O sonho de muitos profissionais é ter uma experiência no exterior, morar em
um país desconhecido por tempo suficiente para absorver sua cultura, conhecer
pessoas interessantes, vivenciar o dia-a-dia delas e ganhar fluência em outro
idioma. Mas poucos têm essa oportunidade enquanto estudantes, por uma questão
financeira. Fazer intercâmbio ainda é privilégio de quem tem maior poder
aquisitivo.
Não raro, quando o profissional já está formado e estabelecido no mercado de
trabalho, a vontade ressurge e, com ela, a oportunidade, uma vez que o salário
pode então permitir a viagem. Daí aparece o dilema: "devo largar o emprego para
realizar o sonho?"
A pergunta não é em vão. É pertinente questionar como se dará a recolocação no
mercado de trabalho na volta ao país de origem, bem como se existirão ganhos não
só pessoais, mas também profissionais. O diretor da Robert Half, Fernando
Mantovani, avalia que isso depende do objetivo de carreira do profissional e da
forma como esta está sendo construída.
"Ganhar fluência em outro idioma é coerente se o mercado de atuação do
profissional exigir essa competência. A questão é que ele deve ponderar se é
necessário, se o intercâmbio fará efetiva diferença na carreira, considerando
que terá de se afastar do emprego atual por certo período", explica.

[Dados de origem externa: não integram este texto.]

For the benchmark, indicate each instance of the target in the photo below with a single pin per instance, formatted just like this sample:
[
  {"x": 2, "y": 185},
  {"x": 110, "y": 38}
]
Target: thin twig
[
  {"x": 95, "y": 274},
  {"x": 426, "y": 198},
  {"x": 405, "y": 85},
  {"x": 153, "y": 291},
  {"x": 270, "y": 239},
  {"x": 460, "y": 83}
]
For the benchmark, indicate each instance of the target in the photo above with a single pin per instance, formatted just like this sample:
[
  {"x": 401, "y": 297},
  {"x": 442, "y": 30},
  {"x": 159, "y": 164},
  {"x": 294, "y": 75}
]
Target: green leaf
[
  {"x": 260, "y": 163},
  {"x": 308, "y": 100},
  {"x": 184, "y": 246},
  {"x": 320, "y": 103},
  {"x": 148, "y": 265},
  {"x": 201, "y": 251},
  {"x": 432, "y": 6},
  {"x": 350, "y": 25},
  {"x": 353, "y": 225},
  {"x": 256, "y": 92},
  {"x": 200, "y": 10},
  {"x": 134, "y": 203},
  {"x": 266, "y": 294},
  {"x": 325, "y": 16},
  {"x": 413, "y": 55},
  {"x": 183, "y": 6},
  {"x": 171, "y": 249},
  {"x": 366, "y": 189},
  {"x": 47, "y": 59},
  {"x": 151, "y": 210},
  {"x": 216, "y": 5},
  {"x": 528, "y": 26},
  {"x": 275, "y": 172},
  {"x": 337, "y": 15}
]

Mantovani acrescenta: "É imprescindível questionar ainda os riscos que essa
decisão implica e a situação financeira do intercambista. Ele precisa ter uma
reserva de dinheiro, já que é possível que demore algum tempo até que consiga um
emprego, ao voltar à terra natal".
Risco calculado
O importante, quando se toma esse tipo de decisão, é ter consciência tanto dos
ganhos profissionais quanto dos riscos envolvidos. Riscos estes que precisam ser
calculados.
Por exemplo, o executivo de uma grande empresa tem a oportunidade de fazer uma
MBA (Master Business Administration) no exterior. Ao topar esse desafio, ele
ganhará muito: voltará fluente em outro idioma, realizará o sonho de viver em
outro país e ainda crescerá profissional e pessoalmente. Por outro lado, será
que, ao voltar, conseguirá uma vaga no mercado de trabalho em um cargo
executivo? Ou seja, será que ele terá de descer alguns degraus, apesar do ótimo
currículo?
O diretor de Inovação e Tecnologia da AAPSA (Associação Paulista dos Gestores de
Pessoas), Guilherme Françoso, que também atua como gerente de Planejamento
Estratégico da Proativa Recursos Humanos, conta a história de um membro de sua
equipe que passou por um dilema parecido.

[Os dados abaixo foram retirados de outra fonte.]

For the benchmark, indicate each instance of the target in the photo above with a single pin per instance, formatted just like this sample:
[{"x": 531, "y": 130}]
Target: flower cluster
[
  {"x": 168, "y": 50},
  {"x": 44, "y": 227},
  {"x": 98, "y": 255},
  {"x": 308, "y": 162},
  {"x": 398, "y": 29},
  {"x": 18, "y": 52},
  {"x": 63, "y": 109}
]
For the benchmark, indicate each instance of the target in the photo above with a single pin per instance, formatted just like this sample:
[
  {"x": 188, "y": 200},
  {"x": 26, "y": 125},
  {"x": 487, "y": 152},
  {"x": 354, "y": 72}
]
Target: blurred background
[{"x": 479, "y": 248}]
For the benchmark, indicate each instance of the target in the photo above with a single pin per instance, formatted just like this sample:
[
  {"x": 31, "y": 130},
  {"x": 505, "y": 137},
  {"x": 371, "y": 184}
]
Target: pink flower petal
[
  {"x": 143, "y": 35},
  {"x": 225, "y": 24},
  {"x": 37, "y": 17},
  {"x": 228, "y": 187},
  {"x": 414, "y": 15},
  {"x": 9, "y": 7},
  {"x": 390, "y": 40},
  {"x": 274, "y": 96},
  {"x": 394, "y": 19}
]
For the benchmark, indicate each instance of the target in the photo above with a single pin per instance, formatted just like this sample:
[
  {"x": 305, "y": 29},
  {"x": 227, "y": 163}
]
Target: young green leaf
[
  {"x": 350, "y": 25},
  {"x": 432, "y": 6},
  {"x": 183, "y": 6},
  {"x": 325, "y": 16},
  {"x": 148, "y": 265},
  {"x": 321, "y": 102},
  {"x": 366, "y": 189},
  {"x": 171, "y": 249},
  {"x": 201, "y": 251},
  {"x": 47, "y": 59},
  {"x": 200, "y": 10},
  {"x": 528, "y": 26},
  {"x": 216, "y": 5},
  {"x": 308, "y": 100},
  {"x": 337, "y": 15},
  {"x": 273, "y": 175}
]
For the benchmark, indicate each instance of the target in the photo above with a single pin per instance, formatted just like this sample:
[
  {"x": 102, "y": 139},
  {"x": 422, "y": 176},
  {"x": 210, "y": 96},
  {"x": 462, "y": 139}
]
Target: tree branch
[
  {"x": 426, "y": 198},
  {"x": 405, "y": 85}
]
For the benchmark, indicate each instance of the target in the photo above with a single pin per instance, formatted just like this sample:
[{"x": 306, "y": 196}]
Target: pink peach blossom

Ele trabalhava com Françoso, quando surgiu a oportunidade de ir ao exterior.
Decidiu arriscar e pediu demissão da empresa onde trabalhava. Passou três anos
fora, morou em lugares como Londres e Paris, realizou uma especialização em
marketing e conseguiu estagiar em um grande jornal, permanecendo na área de
formação. Quando voltou, a antiga empresa na qual trabalhava decidiu contratá-lo
novamente.
"Foi de interesse da empresa trazê-lo de volta. É interessante observar que eu o
conheci antes dessa experiência e pude ver sua evolução. Ele voltou mais maduro,
ponderado e um profissional mais competitivo", lembra o especialista em Recursos
Humanos. A diferença é que, quando deixou o Brasil, esse profissional era
analista de Marketing. Ao voltar, já ganhou o cargo de coordenador de Marketing.

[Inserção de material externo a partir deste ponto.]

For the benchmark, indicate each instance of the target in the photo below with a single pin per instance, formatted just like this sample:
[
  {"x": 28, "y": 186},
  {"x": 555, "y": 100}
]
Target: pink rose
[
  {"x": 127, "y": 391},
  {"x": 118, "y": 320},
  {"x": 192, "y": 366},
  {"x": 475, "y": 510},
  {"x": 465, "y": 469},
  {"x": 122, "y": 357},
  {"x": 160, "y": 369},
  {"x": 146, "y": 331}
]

Será que, se não tivesse se arriscado, estaria hoje tão bem posicionado? Essa é
uma pergunta a ser feita.
Caminho certo?
Segundo Mantovani, o importante é a experiência estar de alguma forma
relacionada aos objetivos maiores de carreira do profissional. Já a decisão deve
levar em conta a situação atual dele no mercado.
Supondo que um executivo que ganha um salário que considera ótimo esteja
pensando em morar um tempo no exterior. Neste caso, o diretor da Robert Half
acredita que será necessário escolher entre ficar no Brasil por causa do status
atual e do salário, ou ir para fora por uma necessidade pessoal - pela vontade
de realizar um sonho e de crescer enquanto pessoa.
Não há um caminho certo. Depende do que cada um considera mais importante. "Há
quem coloque o salário em primeiro lugar. Ou o status", explica ele, ao lembrar
que, por outro lado, existem pessoas que dão mais valor à experiência de vida.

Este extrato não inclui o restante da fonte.